I hope that the Minister has brushed up on the geography of our region and where the north-east covers—the Government sometimes struggle with that. I will not repeat what the Minister has said, but other examples make interesting reading in Hansard. I am sure that the Minister will want to talk in her response about the recent good news of Nissan’s success. Nissan is in my constituency, and I am personally very happy about its fantastic success. The announcement was a great vote of confidence in the local work force in particular, as well as a reflection of all the hard work and sustained relationship-building with Nissan by Sunderland council over the past couple of decades.
A few other welcome gems of news in my constituency include the recent announcements by Calsonic Kansei and Rayovac. However, all those new jobs and pockets of investment in the north-east are not enough to mitigate the effects on tens of thousands of people of losing their jobs in the public sector and elsewhere in the private sector, or the reality of long-term youth unemployment in my constituency, which is up by 188%.

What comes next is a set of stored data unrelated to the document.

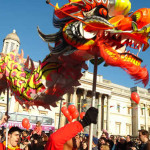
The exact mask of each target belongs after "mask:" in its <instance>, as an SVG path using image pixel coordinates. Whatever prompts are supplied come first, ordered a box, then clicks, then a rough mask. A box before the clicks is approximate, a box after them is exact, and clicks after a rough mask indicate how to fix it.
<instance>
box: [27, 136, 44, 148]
mask: <svg viewBox="0 0 150 150" xmlns="http://www.w3.org/2000/svg"><path fill="white" fill-rule="evenodd" d="M32 138H33V140H32V142H31V144H29V145H28V149H29V150H44V146H43V142H42V137H41V136H40V135H38V134H33V135H32Z"/></svg>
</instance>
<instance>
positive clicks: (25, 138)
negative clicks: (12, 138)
mask: <svg viewBox="0 0 150 150" xmlns="http://www.w3.org/2000/svg"><path fill="white" fill-rule="evenodd" d="M24 139H28V140H29V141H30V136H27V137H22V140H24Z"/></svg>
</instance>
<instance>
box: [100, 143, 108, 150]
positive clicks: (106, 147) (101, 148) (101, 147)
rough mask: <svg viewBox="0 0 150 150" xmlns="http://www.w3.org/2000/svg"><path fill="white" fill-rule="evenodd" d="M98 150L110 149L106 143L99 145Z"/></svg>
mask: <svg viewBox="0 0 150 150" xmlns="http://www.w3.org/2000/svg"><path fill="white" fill-rule="evenodd" d="M100 150H110V148H109V146H108V145H107V144H104V145H101V147H100Z"/></svg>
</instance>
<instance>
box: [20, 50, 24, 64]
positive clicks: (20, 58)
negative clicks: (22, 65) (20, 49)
mask: <svg viewBox="0 0 150 150" xmlns="http://www.w3.org/2000/svg"><path fill="white" fill-rule="evenodd" d="M23 56H24V52H23V49H21V54H20V56H19V58H20V60H21V63H23Z"/></svg>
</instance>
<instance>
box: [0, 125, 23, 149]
mask: <svg viewBox="0 0 150 150" xmlns="http://www.w3.org/2000/svg"><path fill="white" fill-rule="evenodd" d="M20 134H21V129H20V128H19V127H12V128H11V129H10V130H9V131H8V145H7V150H21V149H20V147H19V146H18V142H19V140H20ZM0 150H6V141H4V142H3V143H0Z"/></svg>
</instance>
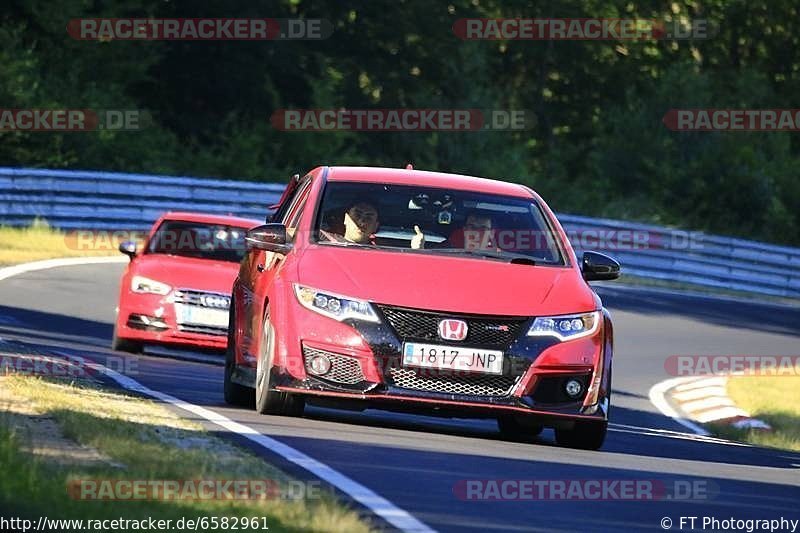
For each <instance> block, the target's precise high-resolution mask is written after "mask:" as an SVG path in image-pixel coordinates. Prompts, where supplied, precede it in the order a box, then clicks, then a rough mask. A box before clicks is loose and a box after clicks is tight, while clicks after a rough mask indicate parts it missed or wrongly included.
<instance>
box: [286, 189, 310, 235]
mask: <svg viewBox="0 0 800 533" xmlns="http://www.w3.org/2000/svg"><path fill="white" fill-rule="evenodd" d="M310 190H311V180H310V179H309V180H306V181H305V183H303V184H301V185H300V186H299V187H298V191H297V194H296V195H295V197H294V198H293V199H292V203H291V205H290V206H289V208H288V209H287V210H286V214H285V215H284V218H283V220H282V222H283V224H284V225H285V226H286V233H287V235H288V236H289V238H290V239H294V234H295V231H296V230H297V224H298V223H299V222H300V215H302V214H303V208H304V207H305V205H306V200H307V199H308V193H309V191H310Z"/></svg>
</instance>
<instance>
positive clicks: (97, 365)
mask: <svg viewBox="0 0 800 533" xmlns="http://www.w3.org/2000/svg"><path fill="white" fill-rule="evenodd" d="M127 261H128V258H126V257H73V258H68V259H47V260H45V261H36V262H34V263H23V264H21V265H16V266H11V267H5V268H0V281H2V280H4V279H7V278H10V277H11V276H16V275H19V274H24V273H25V272H32V271H35V270H44V269H47V268H56V267H62V266H74V265H91V264H98V263H124V262H127ZM62 355H64V354H62ZM86 365H87V366H88V367H91V368H94V370H95V371H97V372H101V373H103V374H105V375H107V376H108V377H110V378H111V379H113V380H114V381H116V382H117V383H119V385H120V386H121V387H123V388H125V389H127V390H131V391H135V392H139V393H141V394H145V395H147V396H150V397H151V398H157V399H159V400H161V401H164V402H167V403H169V404H170V405H174V406H175V407H178V408H180V409H183V410H184V411H188V412H190V413H194V414H196V415H198V416H201V417H203V418H205V419H206V420H208V421H209V422H212V423H214V424H217V425H218V426H220V427H223V428H225V429H227V430H228V431H232V432H233V433H236V434H238V435H241V436H243V437H245V438H247V439H249V440H251V441H253V442H255V443H256V444H258V445H260V446H262V447H263V448H266V449H267V450H270V451H272V452H275V453H277V454H278V455H280V456H281V457H283V458H284V459H286V460H288V461H291V462H292V463H295V464H296V465H298V466H300V467H302V468H305V469H306V470H308V471H309V472H311V473H312V474H314V475H315V476H317V477H318V478H320V479H324V480H325V481H327V482H328V483H329V484H331V485H333V486H334V487H336V488H337V489H339V490H341V491H342V492H344V493H345V494H347V495H348V496H350V497H351V498H353V500H355V501H357V502H359V503H360V504H362V505H363V506H364V507H366V508H367V509H369V510H370V511H371V512H372V513H374V514H376V515H378V516H380V517H381V518H383V519H384V520H386V521H387V522H389V523H390V524H392V525H393V526H394V527H396V528H398V529H400V530H402V531H414V532H423V533H434V532H435V531H436V530H434V529H432V528H431V527H429V526H428V525H426V524H424V523H422V522H420V521H419V520H417V519H416V518H414V517H413V516H411V515H410V514H409V513H408V512H407V511H404V510H403V509H400V508H399V507H397V506H396V505H394V504H393V503H392V502H390V501H389V500H387V499H386V498H384V497H382V496H379V495H378V494H377V493H375V492H373V491H372V490H370V489H368V488H367V487H365V486H364V485H361V484H360V483H358V482H356V481H354V480H352V479H350V478H349V477H347V476H345V475H344V474H342V473H341V472H338V471H337V470H334V469H333V468H331V467H330V466H328V465H326V464H324V463H321V462H319V461H317V460H316V459H313V458H312V457H309V456H308V455H306V454H304V453H302V452H301V451H299V450H295V449H294V448H292V447H291V446H288V445H286V444H284V443H282V442H280V441H277V440H275V439H273V438H270V437H267V436H266V435H262V434H261V433H259V432H258V431H256V430H255V429H253V428H251V427H248V426H245V425H244V424H240V423H238V422H234V421H233V420H231V419H230V418H228V417H226V416H223V415H221V414H219V413H215V412H214V411H211V410H209V409H205V408H203V407H200V406H199V405H194V404H191V403H188V402H184V401H183V400H180V399H178V398H175V397H174V396H170V395H169V394H164V393H163V392H159V391H156V390H152V389H149V388H147V387H145V386H144V385H142V384H141V383H139V382H138V381H136V380H134V379H131V378H129V377H127V376H124V375H122V374H120V373H118V372H115V371H113V370H111V369H109V368H106V367H105V366H103V365H100V364H97V363H88V362H87V363H86Z"/></svg>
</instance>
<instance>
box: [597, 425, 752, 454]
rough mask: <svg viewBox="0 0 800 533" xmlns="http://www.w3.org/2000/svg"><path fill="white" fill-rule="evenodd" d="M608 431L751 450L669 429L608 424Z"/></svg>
mask: <svg viewBox="0 0 800 533" xmlns="http://www.w3.org/2000/svg"><path fill="white" fill-rule="evenodd" d="M608 428H609V430H610V431H617V432H619V433H632V434H635V435H644V436H648V437H663V438H667V439H679V440H691V441H695V442H706V443H710V444H722V445H725V446H740V447H744V448H752V447H753V446H752V445H751V444H747V443H743V442H736V441H732V440H726V439H722V438H719V437H712V436H703V435H697V434H695V433H684V432H682V431H672V430H670V429H656V428H647V427H642V426H630V425H627V424H609V425H608Z"/></svg>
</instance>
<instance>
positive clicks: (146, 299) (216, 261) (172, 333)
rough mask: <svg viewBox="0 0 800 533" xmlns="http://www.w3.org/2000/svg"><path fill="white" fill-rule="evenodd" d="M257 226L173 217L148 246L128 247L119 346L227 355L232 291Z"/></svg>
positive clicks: (118, 336)
mask: <svg viewBox="0 0 800 533" xmlns="http://www.w3.org/2000/svg"><path fill="white" fill-rule="evenodd" d="M258 224H259V222H258V221H253V220H248V219H244V218H237V217H232V216H218V215H204V214H200V213H167V214H166V215H164V216H162V217H161V218H159V219H158V220H157V221H156V222H155V224H154V225H153V227H152V229H151V230H150V234H149V236H148V238H147V240H146V242H145V243H144V246H143V247H142V249H141V250H137V243H135V242H123V243H121V244H120V251H121V252H122V253H124V254H126V255H128V256H129V257H130V258H131V262H130V263H129V264H128V266H127V268H126V269H125V272H124V273H123V275H122V281H121V283H120V291H119V308H118V311H117V318H116V321H115V324H114V338H113V341H112V347H113V348H114V349H115V350H123V351H128V352H140V351H141V350H142V348H143V346H144V344H166V345H174V346H182V347H191V348H198V347H200V348H208V349H214V350H219V351H222V350H224V349H225V348H226V346H227V341H228V339H227V333H228V307H229V305H230V289H231V285H232V284H233V280H234V279H235V278H236V274H237V273H238V271H239V262H240V261H241V260H242V258H243V257H244V255H245V241H244V238H245V235H246V233H247V230H248V229H250V228H253V227H255V226H258Z"/></svg>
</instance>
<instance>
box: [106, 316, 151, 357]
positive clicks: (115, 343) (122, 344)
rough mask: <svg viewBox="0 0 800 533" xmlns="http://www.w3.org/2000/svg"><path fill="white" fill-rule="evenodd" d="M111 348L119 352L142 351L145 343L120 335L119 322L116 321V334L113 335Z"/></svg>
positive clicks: (111, 337)
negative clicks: (123, 337)
mask: <svg viewBox="0 0 800 533" xmlns="http://www.w3.org/2000/svg"><path fill="white" fill-rule="evenodd" d="M111 349H112V350H116V351H118V352H128V353H142V350H144V345H143V344H142V343H141V342H137V341H132V340H128V339H122V338H120V337H118V336H117V323H116V322H114V334H113V335H112V337H111Z"/></svg>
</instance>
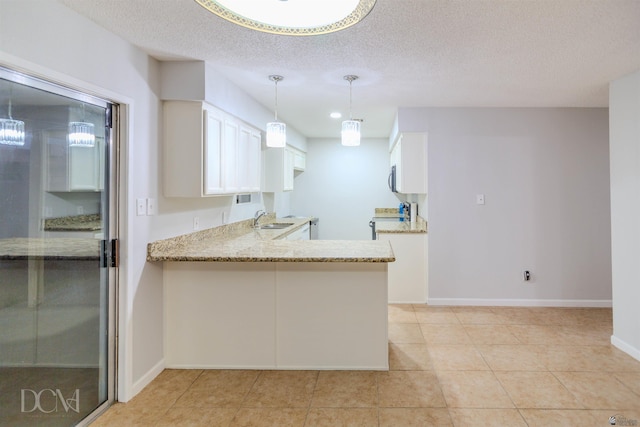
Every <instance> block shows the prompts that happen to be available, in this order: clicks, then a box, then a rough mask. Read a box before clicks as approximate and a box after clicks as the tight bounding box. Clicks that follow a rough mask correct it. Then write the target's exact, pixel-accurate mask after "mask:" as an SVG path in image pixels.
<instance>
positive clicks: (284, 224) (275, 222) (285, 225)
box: [258, 222, 293, 230]
mask: <svg viewBox="0 0 640 427" xmlns="http://www.w3.org/2000/svg"><path fill="white" fill-rule="evenodd" d="M292 225H293V223H292V222H272V223H271V224H264V225H259V226H258V228H260V229H262V230H281V229H283V228H287V227H290V226H292Z"/></svg>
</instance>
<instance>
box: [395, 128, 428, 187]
mask: <svg viewBox="0 0 640 427" xmlns="http://www.w3.org/2000/svg"><path fill="white" fill-rule="evenodd" d="M390 159H391V160H390V161H391V165H392V166H393V165H395V166H396V189H397V190H398V192H399V193H404V194H426V193H427V188H428V181H427V134H426V133H424V132H405V133H401V134H399V135H398V137H397V138H396V142H395V144H394V145H393V147H392V149H391V156H390Z"/></svg>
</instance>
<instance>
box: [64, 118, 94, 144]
mask: <svg viewBox="0 0 640 427" xmlns="http://www.w3.org/2000/svg"><path fill="white" fill-rule="evenodd" d="M95 145H96V133H95V131H94V128H93V123H86V122H69V147H93V146H95Z"/></svg>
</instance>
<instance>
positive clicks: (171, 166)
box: [164, 101, 262, 197]
mask: <svg viewBox="0 0 640 427" xmlns="http://www.w3.org/2000/svg"><path fill="white" fill-rule="evenodd" d="M261 148H262V147H261V136H260V131H258V130H257V129H254V128H252V127H250V126H248V125H246V124H245V123H243V122H242V121H241V120H239V119H237V118H235V117H233V116H231V115H229V114H227V113H225V112H223V111H221V110H219V109H217V108H215V107H213V106H212V105H209V104H207V103H205V102H199V101H166V102H165V103H164V194H165V196H167V197H210V196H220V195H228V194H235V193H239V192H250V191H256V192H257V191H260V180H259V179H258V178H259V177H260V167H261V161H260V158H261Z"/></svg>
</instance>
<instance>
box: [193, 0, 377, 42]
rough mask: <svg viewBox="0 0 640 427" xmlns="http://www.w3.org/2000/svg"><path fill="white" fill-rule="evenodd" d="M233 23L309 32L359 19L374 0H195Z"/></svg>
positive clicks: (285, 33)
mask: <svg viewBox="0 0 640 427" xmlns="http://www.w3.org/2000/svg"><path fill="white" fill-rule="evenodd" d="M195 1H196V2H197V3H199V4H200V5H202V6H203V7H204V8H205V9H207V10H209V11H211V12H213V13H215V14H216V15H218V16H220V17H221V18H224V19H226V20H227V21H230V22H233V23H234V24H238V25H241V26H243V27H247V28H250V29H252V30H257V31H262V32H265V33H272V34H283V35H289V36H312V35H318V34H327V33H333V32H335V31H339V30H342V29H345V28H348V27H350V26H352V25H354V24H357V23H358V22H360V21H362V20H363V19H364V18H365V17H366V16H367V15H368V14H369V12H371V9H373V6H374V5H375V3H376V0H195Z"/></svg>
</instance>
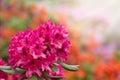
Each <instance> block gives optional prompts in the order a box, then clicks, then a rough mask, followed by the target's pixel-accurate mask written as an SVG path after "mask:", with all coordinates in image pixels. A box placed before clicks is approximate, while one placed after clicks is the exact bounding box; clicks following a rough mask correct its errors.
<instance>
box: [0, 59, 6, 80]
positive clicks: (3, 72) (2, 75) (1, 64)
mask: <svg viewBox="0 0 120 80" xmlns="http://www.w3.org/2000/svg"><path fill="white" fill-rule="evenodd" d="M5 65H6V63H5V62H4V61H3V60H2V58H0V66H5ZM1 79H2V80H7V79H8V76H7V73H5V72H3V71H0V80H1Z"/></svg>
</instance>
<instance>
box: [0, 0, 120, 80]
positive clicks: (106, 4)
mask: <svg viewBox="0 0 120 80" xmlns="http://www.w3.org/2000/svg"><path fill="white" fill-rule="evenodd" d="M119 14H120V1H119V0H0V56H2V57H3V59H4V60H6V61H7V58H8V56H7V52H8V51H7V50H8V49H7V48H8V45H9V42H10V39H11V37H12V36H13V35H14V34H16V33H17V32H18V31H21V30H25V29H36V28H37V27H38V26H39V25H40V24H43V23H44V22H46V21H48V20H52V21H54V22H55V23H56V25H57V24H58V23H60V24H63V25H64V26H65V27H66V28H67V29H68V31H69V34H70V40H71V43H72V46H71V49H70V55H69V60H68V62H67V63H69V64H79V65H80V69H79V71H76V72H69V71H65V75H66V80H120V51H119V50H120V41H119V40H120V29H119V26H120V22H119V21H120V15H119Z"/></svg>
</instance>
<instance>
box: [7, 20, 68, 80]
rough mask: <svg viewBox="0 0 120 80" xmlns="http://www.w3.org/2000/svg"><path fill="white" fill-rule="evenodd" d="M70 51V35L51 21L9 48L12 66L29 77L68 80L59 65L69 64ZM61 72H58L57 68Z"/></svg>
mask: <svg viewBox="0 0 120 80" xmlns="http://www.w3.org/2000/svg"><path fill="white" fill-rule="evenodd" d="M69 48H70V41H69V38H68V32H67V31H66V29H65V28H64V27H63V26H62V25H57V26H56V25H55V24H54V23H53V22H51V21H48V22H46V23H45V24H43V25H40V26H39V28H38V29H36V30H26V31H24V32H19V33H18V34H16V35H15V36H14V37H13V38H12V41H11V43H10V46H9V65H11V66H12V67H13V69H16V68H22V69H25V70H26V71H25V72H24V73H23V74H25V75H26V77H28V78H29V77H32V75H37V76H39V77H41V78H43V79H44V78H45V77H44V76H43V73H47V74H48V75H52V76H64V75H63V73H62V72H63V68H62V67H61V65H59V64H58V62H65V61H66V60H67V57H68V54H69ZM55 67H57V68H58V70H57V71H54V70H53V68H55Z"/></svg>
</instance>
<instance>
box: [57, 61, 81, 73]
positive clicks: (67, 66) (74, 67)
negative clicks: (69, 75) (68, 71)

I want to focus my remarks on household budgets and family finances. At the start of this month, an estimated 1,400 households in my constituency were no longer eligible for child tax credits worth £545 a year. A further 355 households will lose their working tax credits, worth £3,870 a year, unless they find a way to increase their working hours by at least eight hours. Throughout the north-east, such changes will affect just short of 50,000 households—so that is 50,000 households having their budgets squeezed, spending less in local shops, pubs, restaurants and other businesses and with less money to have days out, if any, at local attractions. The Institute for Fiscal Studies estimates that families with children will, on average, be £511 a year worse off, and that includes the token amount given back to them by increasing their personal allowances. Some parents may find, therefore, that they are better off not in work than taking up work if it does not make financial sense. What is the sense in policies that push people out of jobs?
We have yet to see the full impact of the changes, but no one believes it will be positive—certainly not our pensioners, who have worked hard and saved throughout their working lives to provide a modest pension for themselves in later life. They will be hit by the freezing of age-related allowances, the worst affected being those who retire next year. In total, Treasury figures state that the changes will take more than £3 billion out of pensioners’ pockets—again, £3 billion that will not be spent in local economies such as Sunderland’s. At the other end of the scale, however, those on more than £150,000 a year will get a tax cut; unfortunately, not many of them live in my constituency.
We needed a genuine plan for growth and real help for families; we did not get it. What we got was worse than nothing. We got measures that will deepen the north-south divide and, as usual, the lives of my constituents will suffer at the hands of this out-of-touch Tory-led Government. Has it not always been so?